04/12/2010

137. Elyane Savy : l'imaginaire dans l'oeuvre d'Anna de Noailles. 4

4/5. Ne pourrait-on pas dire que ce but qu'elle poursuit, "l'exactitude de l'émotion", est déjà une philosophie en soi? Ne pourrait-t-on pas voir dans ce mot « exactitudes » la règle, la seule à laquelle elle se plie, le centre spirituel de son œuvre qui commande un vocabulaire surchargé parce que précis un nombre de thèmes limités parce que jamais tout à fait développés? En 1930 le damier manuscrit qu'elle remet à l’éditeur Bernard Grasset porte en titre un mot qui le fait sursauter « Exactitudes". Non seulement le mot le gêne, mais le pluriel l'affole. Dana sa lettre à Bernard Grasset, la comtesse de Noailles écrit : "Le titre que j'ai choisi, « Exactitudes » donne une garantie. Il certifie que l'auteur n'a pu échapper à son déterminisme - qu'il peut aussi nommer ses lois, son choix, ses préférence - en ne relatant que ce qu'il a vu, en ne communiquant que ce qu'il a ressenti" C'est donc dans cette volonté opiniâtre, que nous appellerons son Art Poétique, de capter les degrés précis l'intensité exacte, la juste mesure ou démesure de l'émotion, que les images jaillissent librement sous la plume d'Anna de Noailles en forçant un peu, s'il le faut, les bornes étriquées de la syntaxe pour épanouir leur authenticité.

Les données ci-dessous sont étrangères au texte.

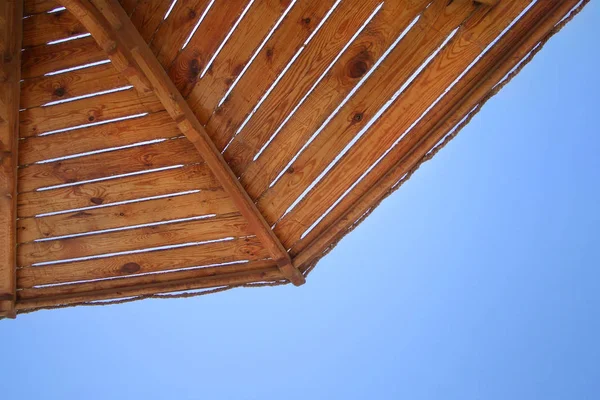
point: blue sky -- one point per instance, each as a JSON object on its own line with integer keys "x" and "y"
{"x": 478, "y": 279}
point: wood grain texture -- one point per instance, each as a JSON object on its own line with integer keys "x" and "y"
{"x": 171, "y": 35}
{"x": 35, "y": 121}
{"x": 116, "y": 190}
{"x": 190, "y": 62}
{"x": 148, "y": 15}
{"x": 40, "y": 29}
{"x": 401, "y": 62}
{"x": 133, "y": 239}
{"x": 11, "y": 27}
{"x": 310, "y": 65}
{"x": 233, "y": 279}
{"x": 202, "y": 203}
{"x": 433, "y": 80}
{"x": 286, "y": 41}
{"x": 441, "y": 120}
{"x": 114, "y": 32}
{"x": 40, "y": 60}
{"x": 157, "y": 281}
{"x": 177, "y": 151}
{"x": 140, "y": 263}
{"x": 31, "y": 7}
{"x": 39, "y": 91}
{"x": 352, "y": 66}
{"x": 230, "y": 62}
{"x": 122, "y": 133}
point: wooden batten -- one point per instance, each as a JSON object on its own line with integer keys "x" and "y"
{"x": 11, "y": 28}
{"x": 115, "y": 33}
{"x": 471, "y": 90}
{"x": 167, "y": 147}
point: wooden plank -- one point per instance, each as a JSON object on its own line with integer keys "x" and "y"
{"x": 171, "y": 35}
{"x": 115, "y": 32}
{"x": 44, "y": 89}
{"x": 287, "y": 40}
{"x": 436, "y": 23}
{"x": 11, "y": 16}
{"x": 122, "y": 133}
{"x": 205, "y": 274}
{"x": 456, "y": 105}
{"x": 40, "y": 29}
{"x": 148, "y": 15}
{"x": 125, "y": 161}
{"x": 129, "y": 6}
{"x": 310, "y": 65}
{"x": 116, "y": 190}
{"x": 190, "y": 62}
{"x": 205, "y": 202}
{"x": 35, "y": 121}
{"x": 40, "y": 60}
{"x": 483, "y": 29}
{"x": 224, "y": 281}
{"x": 141, "y": 263}
{"x": 31, "y": 7}
{"x": 230, "y": 62}
{"x": 352, "y": 66}
{"x": 132, "y": 239}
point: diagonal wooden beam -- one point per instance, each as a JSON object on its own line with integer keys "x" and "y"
{"x": 115, "y": 33}
{"x": 11, "y": 36}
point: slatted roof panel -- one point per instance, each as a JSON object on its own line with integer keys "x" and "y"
{"x": 320, "y": 109}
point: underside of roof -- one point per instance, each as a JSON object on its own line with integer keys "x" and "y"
{"x": 160, "y": 148}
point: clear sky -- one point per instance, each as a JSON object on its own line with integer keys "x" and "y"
{"x": 478, "y": 279}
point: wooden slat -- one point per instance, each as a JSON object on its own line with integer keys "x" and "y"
{"x": 152, "y": 126}
{"x": 11, "y": 16}
{"x": 206, "y": 275}
{"x": 190, "y": 62}
{"x": 171, "y": 35}
{"x": 310, "y": 65}
{"x": 38, "y": 91}
{"x": 132, "y": 239}
{"x": 148, "y": 15}
{"x": 286, "y": 41}
{"x": 140, "y": 263}
{"x": 129, "y": 6}
{"x": 116, "y": 190}
{"x": 125, "y": 161}
{"x": 358, "y": 59}
{"x": 31, "y": 7}
{"x": 436, "y": 23}
{"x": 35, "y": 121}
{"x": 352, "y": 66}
{"x": 116, "y": 34}
{"x": 460, "y": 101}
{"x": 485, "y": 26}
{"x": 230, "y": 62}
{"x": 40, "y": 29}
{"x": 40, "y": 60}
{"x": 271, "y": 274}
{"x": 206, "y": 202}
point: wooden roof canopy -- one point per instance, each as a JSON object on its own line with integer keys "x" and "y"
{"x": 159, "y": 146}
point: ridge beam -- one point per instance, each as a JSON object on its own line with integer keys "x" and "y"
{"x": 11, "y": 37}
{"x": 114, "y": 32}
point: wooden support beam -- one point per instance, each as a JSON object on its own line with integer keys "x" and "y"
{"x": 11, "y": 36}
{"x": 115, "y": 33}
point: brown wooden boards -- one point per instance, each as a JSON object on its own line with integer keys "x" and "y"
{"x": 11, "y": 26}
{"x": 139, "y": 263}
{"x": 176, "y": 233}
{"x": 96, "y": 218}
{"x": 116, "y": 34}
{"x": 186, "y": 145}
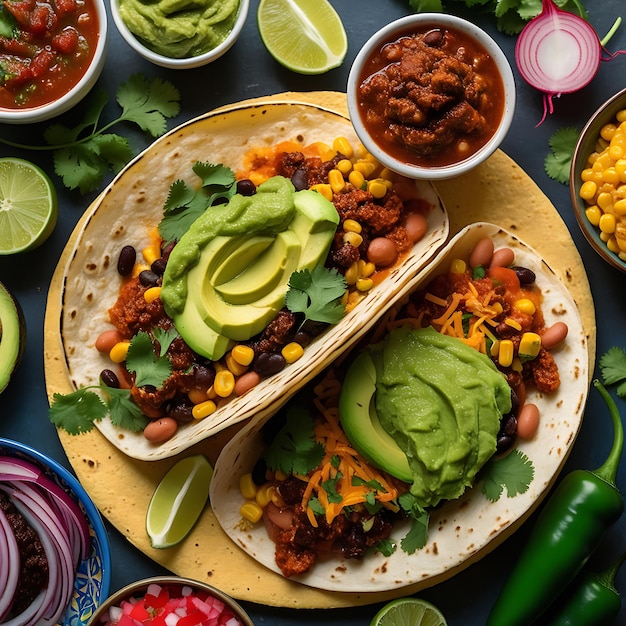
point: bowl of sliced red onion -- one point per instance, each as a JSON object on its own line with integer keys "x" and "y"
{"x": 170, "y": 600}
{"x": 55, "y": 562}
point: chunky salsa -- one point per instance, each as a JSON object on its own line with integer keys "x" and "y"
{"x": 431, "y": 98}
{"x": 46, "y": 47}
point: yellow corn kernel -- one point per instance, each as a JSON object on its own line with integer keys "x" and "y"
{"x": 364, "y": 284}
{"x": 593, "y": 214}
{"x": 588, "y": 190}
{"x": 352, "y": 226}
{"x": 351, "y": 274}
{"x": 324, "y": 190}
{"x": 505, "y": 353}
{"x": 354, "y": 239}
{"x": 342, "y": 146}
{"x": 607, "y": 223}
{"x": 236, "y": 368}
{"x": 529, "y": 345}
{"x": 344, "y": 166}
{"x": 377, "y": 188}
{"x": 197, "y": 396}
{"x": 336, "y": 181}
{"x": 525, "y": 305}
{"x": 264, "y": 494}
{"x": 251, "y": 512}
{"x": 366, "y": 268}
{"x": 356, "y": 179}
{"x": 224, "y": 383}
{"x": 509, "y": 321}
{"x": 458, "y": 266}
{"x": 292, "y": 352}
{"x": 119, "y": 351}
{"x": 151, "y": 294}
{"x": 247, "y": 488}
{"x": 204, "y": 409}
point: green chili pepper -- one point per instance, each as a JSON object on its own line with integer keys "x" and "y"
{"x": 573, "y": 521}
{"x": 592, "y": 601}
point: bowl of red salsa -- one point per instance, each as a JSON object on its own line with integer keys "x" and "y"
{"x": 431, "y": 95}
{"x": 51, "y": 54}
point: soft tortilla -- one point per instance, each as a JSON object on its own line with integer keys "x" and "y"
{"x": 131, "y": 208}
{"x": 208, "y": 554}
{"x": 464, "y": 527}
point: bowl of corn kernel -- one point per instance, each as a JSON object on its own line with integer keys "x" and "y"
{"x": 598, "y": 181}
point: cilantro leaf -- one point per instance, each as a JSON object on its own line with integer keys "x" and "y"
{"x": 515, "y": 472}
{"x": 558, "y": 162}
{"x": 613, "y": 367}
{"x": 149, "y": 369}
{"x": 294, "y": 449}
{"x": 317, "y": 294}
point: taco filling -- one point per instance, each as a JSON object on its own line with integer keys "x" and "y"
{"x": 419, "y": 413}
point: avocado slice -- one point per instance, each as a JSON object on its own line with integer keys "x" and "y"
{"x": 359, "y": 420}
{"x": 12, "y": 336}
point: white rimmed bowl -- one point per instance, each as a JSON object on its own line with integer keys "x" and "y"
{"x": 180, "y": 63}
{"x": 31, "y": 115}
{"x": 417, "y": 24}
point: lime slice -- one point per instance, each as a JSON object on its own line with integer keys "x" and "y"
{"x": 306, "y": 36}
{"x": 405, "y": 611}
{"x": 178, "y": 501}
{"x": 28, "y": 206}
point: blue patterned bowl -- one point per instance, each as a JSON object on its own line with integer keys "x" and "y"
{"x": 93, "y": 578}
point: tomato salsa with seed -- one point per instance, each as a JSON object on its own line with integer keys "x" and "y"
{"x": 431, "y": 98}
{"x": 46, "y": 47}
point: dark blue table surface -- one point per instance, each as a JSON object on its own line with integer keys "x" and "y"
{"x": 248, "y": 71}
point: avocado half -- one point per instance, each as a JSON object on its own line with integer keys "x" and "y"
{"x": 360, "y": 422}
{"x": 12, "y": 336}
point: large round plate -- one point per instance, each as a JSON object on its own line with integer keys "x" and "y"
{"x": 499, "y": 192}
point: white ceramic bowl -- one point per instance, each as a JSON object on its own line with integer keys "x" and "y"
{"x": 74, "y": 95}
{"x": 419, "y": 23}
{"x": 586, "y": 144}
{"x": 187, "y": 62}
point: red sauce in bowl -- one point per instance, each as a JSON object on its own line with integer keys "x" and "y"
{"x": 46, "y": 47}
{"x": 431, "y": 98}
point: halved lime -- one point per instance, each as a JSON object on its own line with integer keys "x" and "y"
{"x": 409, "y": 612}
{"x": 178, "y": 501}
{"x": 28, "y": 206}
{"x": 306, "y": 36}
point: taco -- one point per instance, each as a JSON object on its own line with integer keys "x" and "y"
{"x": 263, "y": 145}
{"x": 324, "y": 528}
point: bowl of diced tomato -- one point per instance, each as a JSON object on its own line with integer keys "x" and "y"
{"x": 163, "y": 600}
{"x": 51, "y": 54}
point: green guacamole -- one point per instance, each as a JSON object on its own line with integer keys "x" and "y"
{"x": 442, "y": 402}
{"x": 180, "y": 28}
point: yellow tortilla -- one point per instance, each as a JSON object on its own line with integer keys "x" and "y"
{"x": 498, "y": 192}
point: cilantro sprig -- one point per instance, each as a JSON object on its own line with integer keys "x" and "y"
{"x": 84, "y": 153}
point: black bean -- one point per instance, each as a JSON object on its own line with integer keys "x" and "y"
{"x": 126, "y": 260}
{"x": 246, "y": 187}
{"x": 148, "y": 278}
{"x": 110, "y": 379}
{"x": 526, "y": 276}
{"x": 269, "y": 363}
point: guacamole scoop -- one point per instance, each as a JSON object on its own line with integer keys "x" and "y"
{"x": 426, "y": 408}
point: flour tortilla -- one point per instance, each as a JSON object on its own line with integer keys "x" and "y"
{"x": 131, "y": 208}
{"x": 460, "y": 528}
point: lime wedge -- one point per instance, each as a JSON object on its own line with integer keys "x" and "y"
{"x": 405, "y": 611}
{"x": 178, "y": 501}
{"x": 28, "y": 206}
{"x": 306, "y": 36}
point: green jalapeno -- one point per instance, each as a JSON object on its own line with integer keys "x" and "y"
{"x": 592, "y": 599}
{"x": 573, "y": 521}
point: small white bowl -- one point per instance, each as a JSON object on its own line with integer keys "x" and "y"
{"x": 416, "y": 24}
{"x": 186, "y": 62}
{"x": 75, "y": 94}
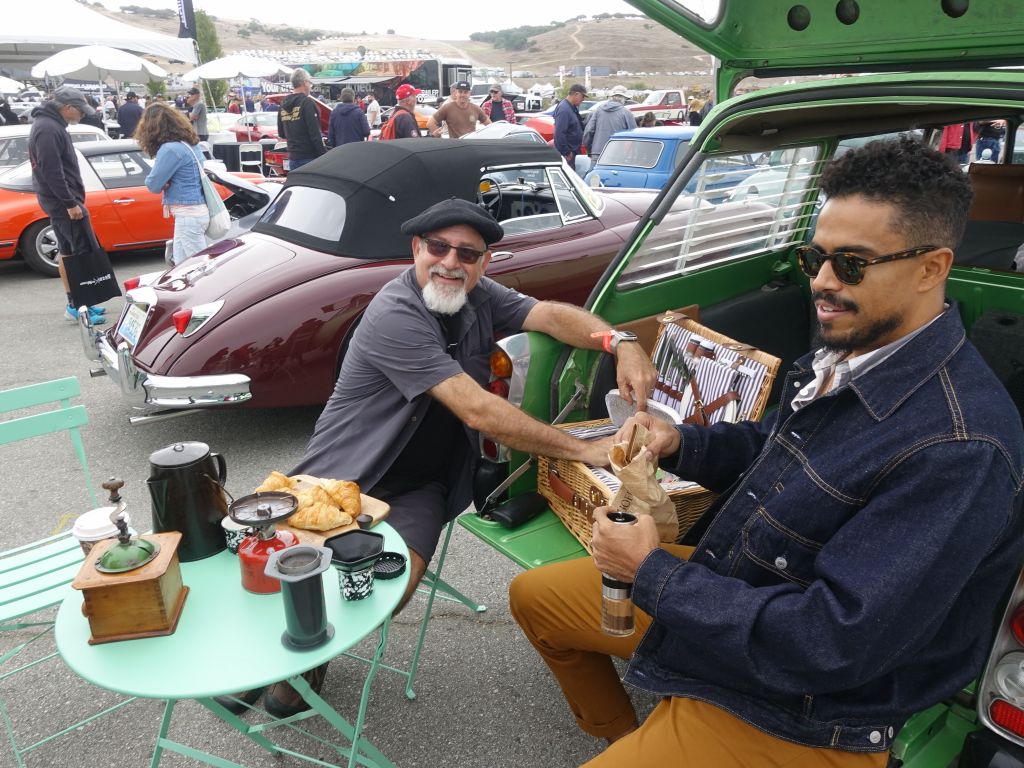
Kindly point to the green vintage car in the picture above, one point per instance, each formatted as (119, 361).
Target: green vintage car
(938, 68)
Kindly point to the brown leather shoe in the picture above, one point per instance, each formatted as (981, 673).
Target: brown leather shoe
(249, 696)
(282, 700)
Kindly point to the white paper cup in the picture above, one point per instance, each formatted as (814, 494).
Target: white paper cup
(95, 525)
(233, 532)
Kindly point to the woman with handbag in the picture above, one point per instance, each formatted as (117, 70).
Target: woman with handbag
(166, 134)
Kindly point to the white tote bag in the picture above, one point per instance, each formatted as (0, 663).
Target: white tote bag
(220, 220)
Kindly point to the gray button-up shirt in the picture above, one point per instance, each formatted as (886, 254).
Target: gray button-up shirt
(399, 352)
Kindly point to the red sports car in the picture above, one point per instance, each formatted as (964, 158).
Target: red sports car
(264, 320)
(125, 215)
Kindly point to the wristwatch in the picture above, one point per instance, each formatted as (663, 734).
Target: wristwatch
(612, 338)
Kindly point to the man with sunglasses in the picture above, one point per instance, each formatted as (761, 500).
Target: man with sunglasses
(459, 114)
(498, 108)
(411, 397)
(851, 571)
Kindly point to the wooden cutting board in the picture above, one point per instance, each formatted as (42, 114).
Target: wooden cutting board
(370, 506)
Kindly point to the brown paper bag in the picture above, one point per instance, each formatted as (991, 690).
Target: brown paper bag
(641, 494)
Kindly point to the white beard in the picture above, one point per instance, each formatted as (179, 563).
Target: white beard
(443, 300)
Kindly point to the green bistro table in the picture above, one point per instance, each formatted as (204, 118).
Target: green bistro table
(228, 640)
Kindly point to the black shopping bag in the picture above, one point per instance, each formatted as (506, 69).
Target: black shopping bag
(90, 278)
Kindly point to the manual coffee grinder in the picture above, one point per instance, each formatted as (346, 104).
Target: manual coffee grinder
(261, 511)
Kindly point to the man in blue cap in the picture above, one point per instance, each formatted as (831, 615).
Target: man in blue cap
(411, 398)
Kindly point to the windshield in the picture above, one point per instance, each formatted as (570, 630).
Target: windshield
(634, 153)
(305, 210)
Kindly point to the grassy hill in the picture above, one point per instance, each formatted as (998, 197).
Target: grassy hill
(636, 45)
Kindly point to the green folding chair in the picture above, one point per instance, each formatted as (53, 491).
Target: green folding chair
(36, 577)
(433, 587)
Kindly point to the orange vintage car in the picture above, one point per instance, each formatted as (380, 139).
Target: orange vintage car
(125, 215)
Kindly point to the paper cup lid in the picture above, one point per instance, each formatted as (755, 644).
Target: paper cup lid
(96, 524)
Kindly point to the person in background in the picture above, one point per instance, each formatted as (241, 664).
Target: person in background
(403, 116)
(460, 114)
(197, 114)
(7, 116)
(373, 111)
(792, 634)
(165, 134)
(693, 112)
(57, 183)
(347, 122)
(96, 118)
(129, 115)
(417, 371)
(498, 108)
(298, 123)
(605, 119)
(568, 124)
(649, 121)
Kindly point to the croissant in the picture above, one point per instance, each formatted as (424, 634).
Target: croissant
(320, 517)
(346, 495)
(275, 481)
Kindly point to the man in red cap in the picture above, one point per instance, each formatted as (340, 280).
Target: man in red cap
(403, 117)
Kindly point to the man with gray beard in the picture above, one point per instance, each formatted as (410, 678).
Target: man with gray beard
(411, 397)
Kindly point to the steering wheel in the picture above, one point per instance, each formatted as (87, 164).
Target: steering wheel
(492, 199)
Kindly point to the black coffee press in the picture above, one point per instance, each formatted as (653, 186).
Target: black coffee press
(299, 569)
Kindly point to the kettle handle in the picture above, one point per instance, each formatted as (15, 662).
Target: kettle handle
(221, 468)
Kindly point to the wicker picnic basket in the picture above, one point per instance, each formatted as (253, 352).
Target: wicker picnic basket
(573, 488)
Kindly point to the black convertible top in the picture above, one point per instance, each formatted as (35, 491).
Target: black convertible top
(386, 182)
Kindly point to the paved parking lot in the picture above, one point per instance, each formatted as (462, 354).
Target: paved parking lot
(483, 696)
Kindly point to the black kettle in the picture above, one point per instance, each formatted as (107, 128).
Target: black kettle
(186, 486)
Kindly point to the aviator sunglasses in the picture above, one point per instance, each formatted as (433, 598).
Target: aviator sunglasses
(439, 249)
(849, 267)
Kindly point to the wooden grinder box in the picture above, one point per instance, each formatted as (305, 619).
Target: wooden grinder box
(142, 602)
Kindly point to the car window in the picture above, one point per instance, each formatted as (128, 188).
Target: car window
(709, 225)
(317, 213)
(122, 169)
(633, 152)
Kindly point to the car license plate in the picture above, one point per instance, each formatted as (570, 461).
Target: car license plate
(130, 327)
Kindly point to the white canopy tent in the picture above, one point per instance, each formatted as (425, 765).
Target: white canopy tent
(98, 62)
(229, 68)
(33, 31)
(10, 86)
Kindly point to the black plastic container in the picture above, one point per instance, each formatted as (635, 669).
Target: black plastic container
(299, 569)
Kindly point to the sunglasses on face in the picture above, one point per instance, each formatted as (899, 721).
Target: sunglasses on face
(439, 249)
(849, 267)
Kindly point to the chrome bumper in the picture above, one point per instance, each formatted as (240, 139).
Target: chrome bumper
(150, 391)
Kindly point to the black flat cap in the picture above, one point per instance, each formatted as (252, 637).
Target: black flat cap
(452, 212)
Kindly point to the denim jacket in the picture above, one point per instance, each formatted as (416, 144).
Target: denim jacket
(853, 568)
(175, 163)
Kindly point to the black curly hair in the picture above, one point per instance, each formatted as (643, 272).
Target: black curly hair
(931, 193)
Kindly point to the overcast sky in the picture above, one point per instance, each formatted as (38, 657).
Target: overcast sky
(438, 20)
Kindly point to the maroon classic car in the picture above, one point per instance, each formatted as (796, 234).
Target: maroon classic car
(264, 320)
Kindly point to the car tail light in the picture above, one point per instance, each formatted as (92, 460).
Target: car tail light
(509, 364)
(1000, 688)
(1009, 717)
(189, 321)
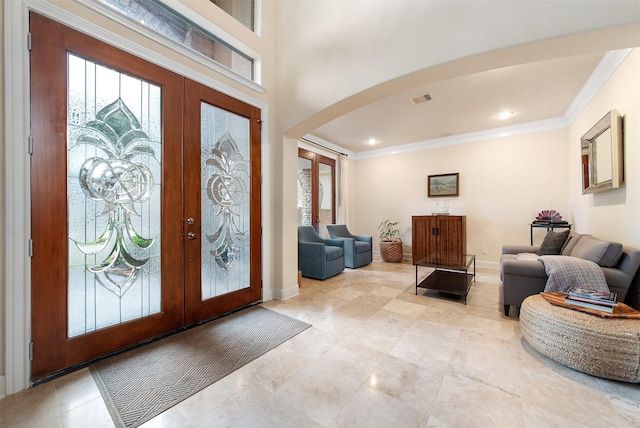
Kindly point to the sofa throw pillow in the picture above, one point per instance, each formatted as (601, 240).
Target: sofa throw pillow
(605, 254)
(571, 243)
(553, 243)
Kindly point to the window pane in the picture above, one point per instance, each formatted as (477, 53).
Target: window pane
(114, 173)
(163, 20)
(226, 201)
(241, 10)
(325, 194)
(304, 192)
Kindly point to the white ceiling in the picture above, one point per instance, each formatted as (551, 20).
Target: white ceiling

Ce sont à ces images, à ce monde très particulier de l'imaginaire dans lequel a vécu Anna de Noailles, que nous avons voulu consacrer cette étude. L'imaginaire, "c'est à dire l'ensemble des images et des relations d'images qui constitue le capital pensé de l'homo sapiens", ainsi que le définit Gilbert Durand, occupe aujourd'hui la première place dans les études critiques. On ne se soucie plus de savoir si la syntaxe est correcte, on veut comprendre le fonctionnement de l'imagination, sonder l'univers de l'écrivain ou du poète à travers les images qui l'obsèdent. En ce sens Anna de Noailles devrait intéresser la critique moderne car son œuvre est un extraordinaire amoncellement d'images qui fusent en tous sens, images jonglant avec des verbes travaillés dans l'exagération, images explosant des substantifs les plus inattendus que viennent colorier les épithètes les plus hardies.